There are special safeguards for protected persons and children who are suspects. Protected persons will not be subject to sampling for the purposes of the database - evidential samples may be taken where required. Children under 14 years will not be subject to sampling for the purposes of the database - evidential samples may be taken where required - the position with regard to children of 14 years and older is to be reviewed within 6 years. Reasonable force may not be used to take a database sample from a child suspect.

Information is to be given in a language and manner appropriate to the protected person and is to be age appropriate. Provision is made for a person other than a member of the Gardaí to be present when a sample is being taken from a protected person or child - the person may be a parent/guardian/adult relative or a person nominated by the member in charge. Such persons are also to be given the information that is required to be given to the protected person or child. Special provision is made in relation to the giving of consent on behalf a protected person/child for the taking of intimate samples (where required for evidential purpose) - in certain circumstances a District Court order may be sought to authorise the taking of an intimate sample.

In general the consequence of refusing to consent to the taking of an intimate sample is that an adverse inference may be drawn in subsequent proceedings - this consequence does not arise in the case of protected persons or, for the most part in the case of children.

There are safeguards in the Bill around the DNA Database itself. The purposes of the database are set out clearly in the Bill is order to counter any possibility of 'function creep' and this is something which I am strongly in favour of. The searches that may be conducted between different categories of profiles entered in the database are specified to ensure that a profile is used only for the purpose for which it was taken.

The management and operation of the database is to be subject to independent oversight by a statutory committee for the purpose of ensuring its integrity and security. The Committee is to be chaired by a judge or former judge of the Circuit Court or High Court and will include a representative of the Data Protection Commissioner. The Committee may make recommendations to the Director of FSI or the Minister as regards the management and operation of the database. The Committee may, on its own volition, conduct reviews of any aspect of the management and operation of the database and the Minister can also instruct the Committee to review any matter relating to the database.

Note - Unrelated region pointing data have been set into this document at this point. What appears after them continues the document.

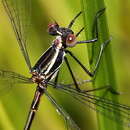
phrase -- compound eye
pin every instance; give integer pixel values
(52, 28)
(71, 40)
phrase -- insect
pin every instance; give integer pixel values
(47, 68)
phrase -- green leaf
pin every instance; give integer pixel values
(105, 74)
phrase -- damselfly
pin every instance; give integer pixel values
(47, 68)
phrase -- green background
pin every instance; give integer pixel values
(15, 102)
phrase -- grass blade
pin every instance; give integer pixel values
(105, 74)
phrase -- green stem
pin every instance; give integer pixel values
(105, 74)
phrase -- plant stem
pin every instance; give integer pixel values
(105, 74)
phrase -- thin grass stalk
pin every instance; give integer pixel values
(105, 74)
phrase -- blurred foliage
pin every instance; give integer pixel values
(15, 104)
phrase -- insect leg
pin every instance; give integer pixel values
(72, 75)
(34, 108)
(73, 20)
(92, 74)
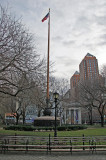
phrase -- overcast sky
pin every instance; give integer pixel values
(78, 27)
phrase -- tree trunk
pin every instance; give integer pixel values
(102, 120)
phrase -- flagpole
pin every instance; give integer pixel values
(48, 58)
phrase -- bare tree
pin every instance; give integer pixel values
(17, 55)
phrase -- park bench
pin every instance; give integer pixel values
(52, 144)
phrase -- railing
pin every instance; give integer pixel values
(50, 144)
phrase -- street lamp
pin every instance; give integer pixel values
(55, 95)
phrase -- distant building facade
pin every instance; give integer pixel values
(89, 68)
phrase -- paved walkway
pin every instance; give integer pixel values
(53, 156)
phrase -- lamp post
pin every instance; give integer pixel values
(56, 95)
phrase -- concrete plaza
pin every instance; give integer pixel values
(53, 156)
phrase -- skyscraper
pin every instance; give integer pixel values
(89, 68)
(74, 79)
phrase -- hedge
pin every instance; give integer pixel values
(33, 128)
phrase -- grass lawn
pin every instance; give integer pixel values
(86, 132)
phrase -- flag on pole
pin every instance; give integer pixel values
(47, 15)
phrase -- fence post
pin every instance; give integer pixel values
(83, 141)
(49, 142)
(15, 138)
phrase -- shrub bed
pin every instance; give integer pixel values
(33, 128)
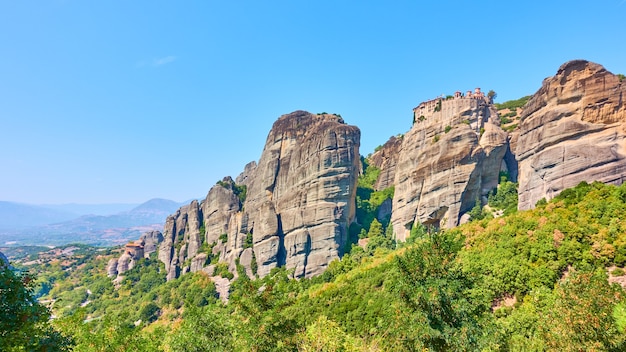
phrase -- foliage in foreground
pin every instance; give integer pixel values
(530, 281)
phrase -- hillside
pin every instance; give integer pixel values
(532, 280)
(98, 230)
(484, 227)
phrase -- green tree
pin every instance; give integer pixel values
(203, 329)
(433, 285)
(581, 318)
(24, 323)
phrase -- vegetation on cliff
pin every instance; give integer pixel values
(531, 280)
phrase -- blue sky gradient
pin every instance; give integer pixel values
(123, 101)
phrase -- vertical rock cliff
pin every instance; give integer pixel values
(301, 200)
(572, 130)
(291, 209)
(451, 157)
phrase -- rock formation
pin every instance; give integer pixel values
(386, 159)
(301, 200)
(147, 244)
(291, 209)
(4, 261)
(572, 130)
(451, 157)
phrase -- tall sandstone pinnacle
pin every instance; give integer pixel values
(300, 200)
(573, 129)
(451, 157)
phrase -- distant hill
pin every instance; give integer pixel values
(92, 209)
(97, 230)
(19, 216)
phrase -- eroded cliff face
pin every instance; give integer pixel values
(451, 156)
(299, 202)
(386, 159)
(572, 130)
(301, 199)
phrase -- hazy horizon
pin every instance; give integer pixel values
(121, 102)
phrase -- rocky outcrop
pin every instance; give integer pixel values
(301, 200)
(112, 267)
(4, 261)
(386, 159)
(451, 156)
(150, 242)
(291, 209)
(572, 130)
(134, 251)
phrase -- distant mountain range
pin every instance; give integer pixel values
(23, 224)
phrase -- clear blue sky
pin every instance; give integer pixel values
(123, 101)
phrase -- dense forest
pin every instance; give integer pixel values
(535, 280)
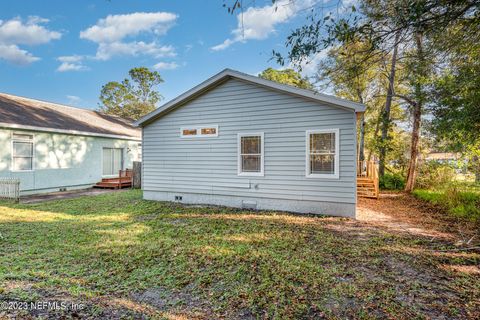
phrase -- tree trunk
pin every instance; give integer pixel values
(361, 149)
(386, 111)
(475, 168)
(412, 166)
(417, 115)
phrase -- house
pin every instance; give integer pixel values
(242, 141)
(52, 147)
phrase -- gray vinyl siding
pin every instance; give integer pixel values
(209, 165)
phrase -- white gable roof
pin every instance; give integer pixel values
(229, 74)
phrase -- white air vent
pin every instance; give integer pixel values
(248, 204)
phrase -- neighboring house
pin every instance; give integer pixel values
(52, 147)
(443, 157)
(242, 141)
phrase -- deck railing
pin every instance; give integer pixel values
(369, 170)
(124, 176)
(10, 189)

The Committee's reports are to be submitted the Minister, and are to be laid before the Houses of the Oireachtas and published - subject to certain restrictions in the interests of national security, the security of the database, criminal investigations and to avoid infringing the constitutional rights of any individual. Disclosure of information relating to biological samples or information on the database is a criminal offence triable summarily or on indictment.

In relation to the destruction of samples taken from suspects, prisoners etc for the purposes of the database, the Bill provides that such samples will be destroyed as soon as the profile has been generated from the sample or within 6 months whichever is the later - the destruction of these samples will have no effect on the usefulness of the database as it is only the profile that is required for the database.

In relation to persons who are not proceeded against or are not convicted, the Bill includes a presumption in favour of the removal from the database of the DNA profiles of such persons subject to the Garda Commissioner having the power to authorise retention on the database where he is satisfied that this is necessary - a statutory test is set out by which the Garda Commissioner will make this decision. His decision will be appealable. The retention periods allowed will be 6 years in the case of adults and 3 years in the case of children. The DNA profiles of persons of serious offences will, of course, continue to be held on the database indefinitely.